Laura Coughanour’s avocation met her vocation last month, and she’s grateful for that as the calendar nears Thanksgiving.
Coughanour is the acting deputy director of the Public Works Department in Manassas Park, and she’s also a believer in animal rescue.
So it seems appropriate that she was the one who got the call Oct. 17 that a kitten was trapped in a sewer pipe on Mosby Court.
It was about 6 p.m., and a resident at the Mosby Ridge condominium development called the police, saying she heard what she thought was a kitten crying from inside an exterior pipe by her home.
Police responded and contacted Coughanour when they realized it was a public works issue. It’s possible someone flushed the kitten down a toilet, but city employees found a clue that suggested something else.
A sewer clean-out pipe next to the caller’s building had its cap removed, indicating it was more likely that someone dropped the kitten in the pipe. The four-inch pipe is used to reach and unclog the sewer line when it’s blocked. Public works, for example, might be called when a blockage develops after grease poured down a kitchen sink solidifies.
“But never because of a kitten blockage,” Coughanour said. “And, hopefully, we’ll never have another one.”
Coughanour and her colleagues could hear the cat crying in the pipe, but they didn’t know how far away it was. She had a tackle box in her car, so she tied a lure to some fishing line and tried to coax the cat back up.
That didn’t work, so Wayne Martin, the sewer department supervisor, called over one of his crewmen, who brought a video camera they put into the pipe to see where the kitten was.
When they found it, they saw it was farther away than they thought. So they tried to use the camera cord to push the feline toward a nearby manhole.

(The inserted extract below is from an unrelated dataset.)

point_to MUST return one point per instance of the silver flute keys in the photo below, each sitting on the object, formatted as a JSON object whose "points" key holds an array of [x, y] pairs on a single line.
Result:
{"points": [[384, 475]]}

That didn’t work, either. Luckily, members of another public works crew were scheduled for a job that night anyway, so they were routed instead to Mosby Court to help.
The idea was to use a high-pressure line from a “flush truck” to push the kitten toward the manhole with a stream of water. A crewman with a fishing net would be lowered into the manhole, and he would try to catch the feline as it washed toward him.
Everything had to work just right: If the fishing net didn’t catch the kitten, the cat would end up in the sewer main. If too much pressure was used in the flush, the water could drown the animal.
“You’re lucky I didn’t ask you to tear up the street,” Coughanour joked to public works superintendent Chris Simmons last week while recalling the rigmarole.
The flushing took a half-hour, but it worked. Crewman Mike Simmons caught the kitten in the net amid lots of other debris. It turned out the little one was a gray tabby, although it initially appeared black from all of the grime in the pipe.
The whole ordeal was witnessed by not only much of the Public Works Department, but also a crowd of onlookers who gathered as the rescue took place.
The kitten, which Coughanour figures was probably feral, was less than a week old, and the public works crew said it’s possible it was dropped down the pipe not with malicious intent, but by someone who didn’t realize what they were doing.
“My guess is that it was kids,” Chris Simmons said.
The kitten was wrapped in a towel, and Coughanour rushed it to an emergency veterinarian, who cared for it until she could take it home, where she already had two other rescued cats.
Its eyes seemed too big for its head, so someone said it looked like the character Smeagol from J.R.R. Tolkien’s “The Lord of the Rings.”
So that’s the name Coughanour uses when the cat is quiet. When he’s mischievous, she uses Gollum, Smeagol’s better-known — but far meaner — alter ego.
“I ought to call him Miracle,” she said, “because he, in every respect, is a miracle.”